Toutes ces raisons me portent à penser qu`une politique culturelle progressiste passe aujourd`hui, non pas par la recherche d`une accroche qui se fonderait irrémédiablement sur l`équivoque et le mal entendu, mais plutôt à travers des opérations de décrochage de l`atmosphère cosmético-récréative et obscurantiste dans laquelle nous sommes plongés. Autrement dit, si nous voulons parler de beauté, il doit être clair que nous utilisons ce terme dans un sens qui n`a rien à voir avec les gymnases, avec les concours de beauté, avec tout ce monde doucereux et bien léché sur lequel se fonde aujourd`hui la recherche d`un consensus plébiscitaire.

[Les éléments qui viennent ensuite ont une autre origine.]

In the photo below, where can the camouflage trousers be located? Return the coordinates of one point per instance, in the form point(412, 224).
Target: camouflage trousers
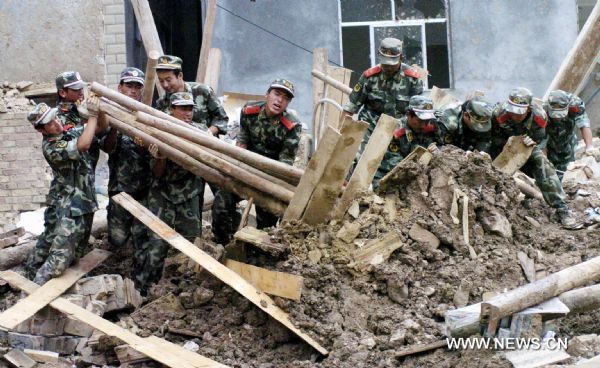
point(150, 255)
point(226, 218)
point(68, 244)
point(120, 221)
point(540, 168)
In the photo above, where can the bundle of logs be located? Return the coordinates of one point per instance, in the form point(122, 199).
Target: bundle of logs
point(270, 183)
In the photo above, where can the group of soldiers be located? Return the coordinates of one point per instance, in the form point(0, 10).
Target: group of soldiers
point(395, 89)
point(73, 136)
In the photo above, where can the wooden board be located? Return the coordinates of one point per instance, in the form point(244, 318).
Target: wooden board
point(275, 283)
point(229, 277)
point(142, 345)
point(329, 187)
point(368, 164)
point(26, 308)
point(312, 175)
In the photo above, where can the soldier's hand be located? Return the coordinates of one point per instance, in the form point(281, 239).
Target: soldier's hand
point(528, 141)
point(153, 149)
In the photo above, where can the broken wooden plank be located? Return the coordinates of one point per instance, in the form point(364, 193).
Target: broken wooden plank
point(229, 277)
point(42, 356)
point(368, 164)
point(142, 345)
point(275, 283)
point(26, 308)
point(329, 187)
point(260, 239)
point(312, 175)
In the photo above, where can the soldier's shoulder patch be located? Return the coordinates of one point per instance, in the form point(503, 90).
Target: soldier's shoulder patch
point(372, 71)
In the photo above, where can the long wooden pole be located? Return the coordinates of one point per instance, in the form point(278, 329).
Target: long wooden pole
point(204, 171)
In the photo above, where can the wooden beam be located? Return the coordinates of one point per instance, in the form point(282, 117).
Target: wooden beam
point(144, 346)
point(368, 164)
point(257, 297)
point(329, 187)
point(26, 308)
point(275, 283)
point(207, 30)
point(313, 173)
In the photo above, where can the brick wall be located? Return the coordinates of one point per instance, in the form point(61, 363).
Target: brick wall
point(24, 174)
point(114, 40)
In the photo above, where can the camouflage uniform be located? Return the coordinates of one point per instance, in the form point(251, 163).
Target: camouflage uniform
point(566, 114)
point(533, 126)
point(277, 138)
point(74, 182)
point(452, 129)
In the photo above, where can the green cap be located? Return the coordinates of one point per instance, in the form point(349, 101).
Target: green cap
point(422, 107)
point(519, 100)
point(41, 115)
point(390, 50)
point(131, 74)
point(283, 84)
point(558, 104)
point(70, 79)
point(480, 113)
point(182, 99)
point(169, 62)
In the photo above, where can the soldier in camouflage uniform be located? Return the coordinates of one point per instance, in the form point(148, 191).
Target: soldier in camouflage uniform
point(518, 117)
point(566, 113)
point(269, 129)
point(67, 154)
point(128, 163)
point(417, 128)
point(467, 125)
point(174, 197)
point(385, 88)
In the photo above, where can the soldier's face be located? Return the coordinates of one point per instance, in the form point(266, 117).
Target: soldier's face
point(277, 101)
point(169, 82)
point(184, 113)
point(131, 89)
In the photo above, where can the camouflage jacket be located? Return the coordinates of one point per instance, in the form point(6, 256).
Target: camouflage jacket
point(452, 130)
point(375, 94)
point(503, 128)
point(73, 173)
point(128, 166)
point(208, 110)
point(276, 137)
point(561, 133)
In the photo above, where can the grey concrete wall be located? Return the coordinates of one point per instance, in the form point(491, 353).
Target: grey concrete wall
point(515, 43)
point(39, 39)
point(252, 57)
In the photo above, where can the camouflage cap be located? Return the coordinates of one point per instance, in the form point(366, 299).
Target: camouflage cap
point(390, 50)
point(283, 84)
point(182, 99)
point(558, 104)
point(519, 100)
point(480, 114)
point(422, 107)
point(169, 62)
point(131, 74)
point(41, 115)
point(70, 79)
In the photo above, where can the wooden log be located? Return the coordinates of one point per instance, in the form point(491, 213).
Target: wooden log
point(207, 30)
point(16, 255)
point(312, 175)
point(258, 298)
point(150, 77)
point(145, 346)
point(26, 308)
point(368, 164)
point(204, 171)
point(536, 292)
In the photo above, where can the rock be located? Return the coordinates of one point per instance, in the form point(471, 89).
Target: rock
point(422, 235)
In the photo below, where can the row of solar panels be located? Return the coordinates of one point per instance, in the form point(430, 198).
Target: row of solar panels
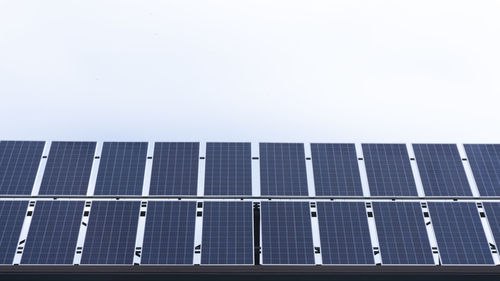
point(291, 232)
point(121, 167)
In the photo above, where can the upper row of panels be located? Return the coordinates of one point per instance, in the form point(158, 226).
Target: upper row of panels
point(120, 169)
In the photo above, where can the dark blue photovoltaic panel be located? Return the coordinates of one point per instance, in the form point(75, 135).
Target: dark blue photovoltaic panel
point(283, 169)
point(19, 161)
point(459, 233)
point(441, 170)
point(485, 163)
point(53, 232)
point(121, 170)
point(388, 170)
point(169, 233)
point(336, 171)
point(228, 169)
point(227, 236)
point(68, 168)
point(175, 168)
point(286, 233)
point(401, 233)
point(344, 233)
point(12, 215)
point(111, 233)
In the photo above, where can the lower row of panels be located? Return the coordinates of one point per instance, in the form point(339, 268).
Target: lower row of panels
point(106, 232)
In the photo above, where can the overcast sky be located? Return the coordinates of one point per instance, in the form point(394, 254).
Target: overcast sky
point(322, 71)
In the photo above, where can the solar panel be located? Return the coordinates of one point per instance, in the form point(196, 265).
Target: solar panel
point(336, 171)
point(228, 169)
point(121, 170)
point(227, 233)
point(344, 233)
point(175, 168)
point(53, 232)
point(485, 163)
point(388, 170)
point(441, 170)
point(12, 215)
point(459, 233)
point(111, 233)
point(19, 161)
point(286, 233)
point(68, 168)
point(169, 233)
point(283, 169)
point(401, 233)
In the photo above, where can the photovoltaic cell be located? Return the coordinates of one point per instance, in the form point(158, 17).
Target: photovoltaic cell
point(121, 170)
point(388, 170)
point(12, 215)
point(111, 233)
point(228, 169)
point(401, 233)
point(441, 170)
point(344, 233)
point(227, 236)
point(53, 232)
point(175, 168)
point(336, 171)
point(459, 233)
point(169, 233)
point(485, 163)
point(19, 161)
point(68, 168)
point(286, 233)
point(283, 169)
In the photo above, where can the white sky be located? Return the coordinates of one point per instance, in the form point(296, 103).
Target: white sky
point(329, 71)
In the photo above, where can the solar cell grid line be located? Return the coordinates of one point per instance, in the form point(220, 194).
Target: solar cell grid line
point(68, 168)
point(12, 213)
point(441, 170)
point(283, 169)
point(169, 233)
point(122, 167)
point(402, 234)
point(19, 162)
point(336, 171)
point(286, 233)
point(111, 233)
point(460, 235)
point(227, 236)
point(485, 163)
point(388, 169)
point(228, 169)
point(53, 232)
point(344, 233)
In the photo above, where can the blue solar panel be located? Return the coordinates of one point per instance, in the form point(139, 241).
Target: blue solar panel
point(12, 215)
point(286, 233)
point(111, 233)
point(169, 233)
point(485, 163)
point(283, 169)
point(388, 170)
point(441, 170)
point(228, 169)
point(175, 168)
point(344, 233)
point(401, 233)
point(336, 171)
point(68, 168)
point(53, 232)
point(121, 170)
point(19, 161)
point(227, 233)
point(459, 233)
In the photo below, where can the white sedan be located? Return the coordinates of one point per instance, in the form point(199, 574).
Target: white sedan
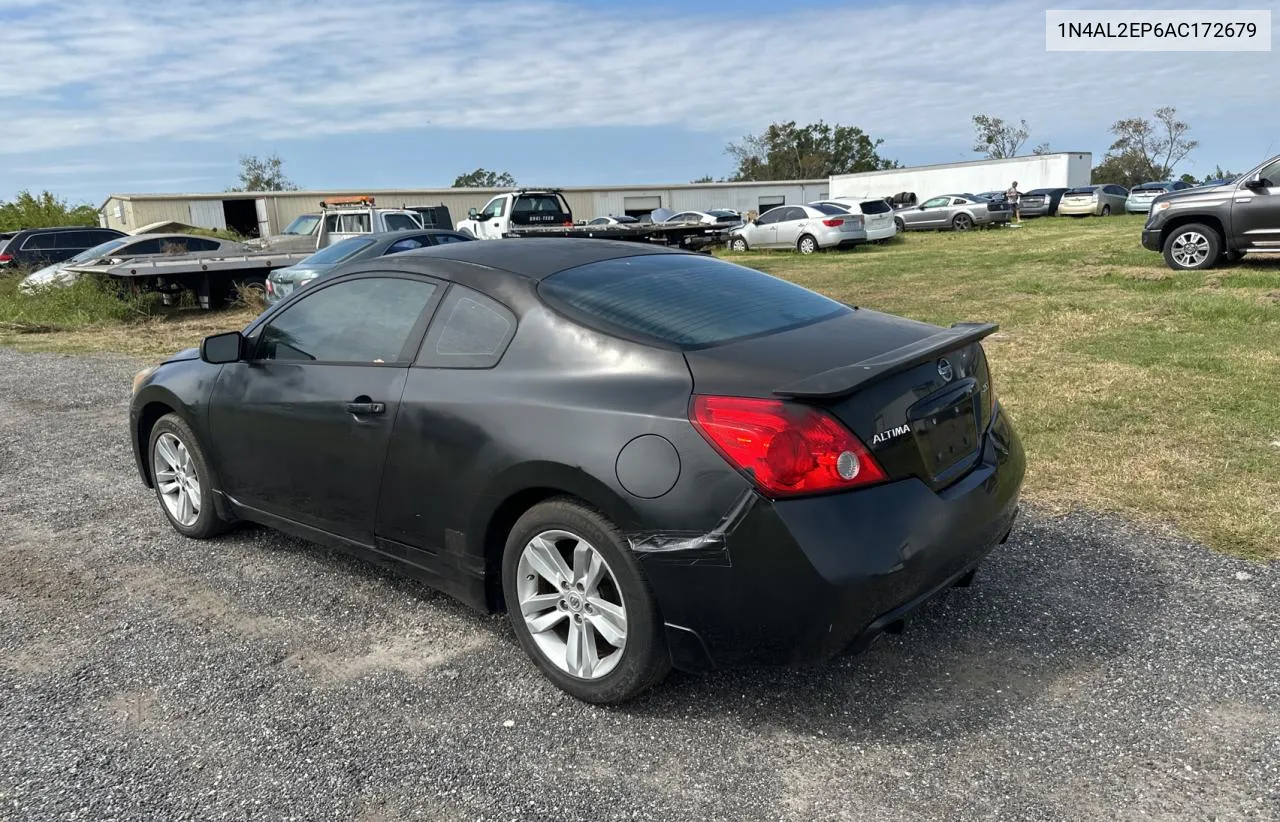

On constate aujourd`hui une étrange convergence entre l`approche essentialiste et l`approche naïve des mots du savoir, une convergence qui repose sur une équivoque. Certains, sans rien savoir de philosophie ou d`autres disciplines, se prennent pour de nouveaux Socrate du simple fait qu`ils lancent aux quatre vents des ”qu`est-ce que le beau ?”, ”qu`est-ce que l`art ?”, et ainsi de suite. Ils en arrivent même parfois à supposer que l`essence du beau et de l`art puisse être décidée au moyen d`un sondage d`opinion. Or, ce type de question n`a de sens que si celui qui la pose connaît l`histoire du concept lui-même sur lequel il s`interroge, les principales acceptions données à ce mot, les glissements de sens qu`il recèle selon les langues, les rapports d`affinité et de divergence qu`il entretient avec des mots voisins. Puisque l`on pense et on écrit sur la beauté depuis deux mille cinq cents ans, seul un ignorant peut encore croire pouvoir répondre par une définition ou une formule à la question de son essence. Derrière l`approche essentialiste se cache une dernière dégénérescence du gramscisme, qui espère trouver l`accroche avec les masses à travers une simplification essentialiste extrême.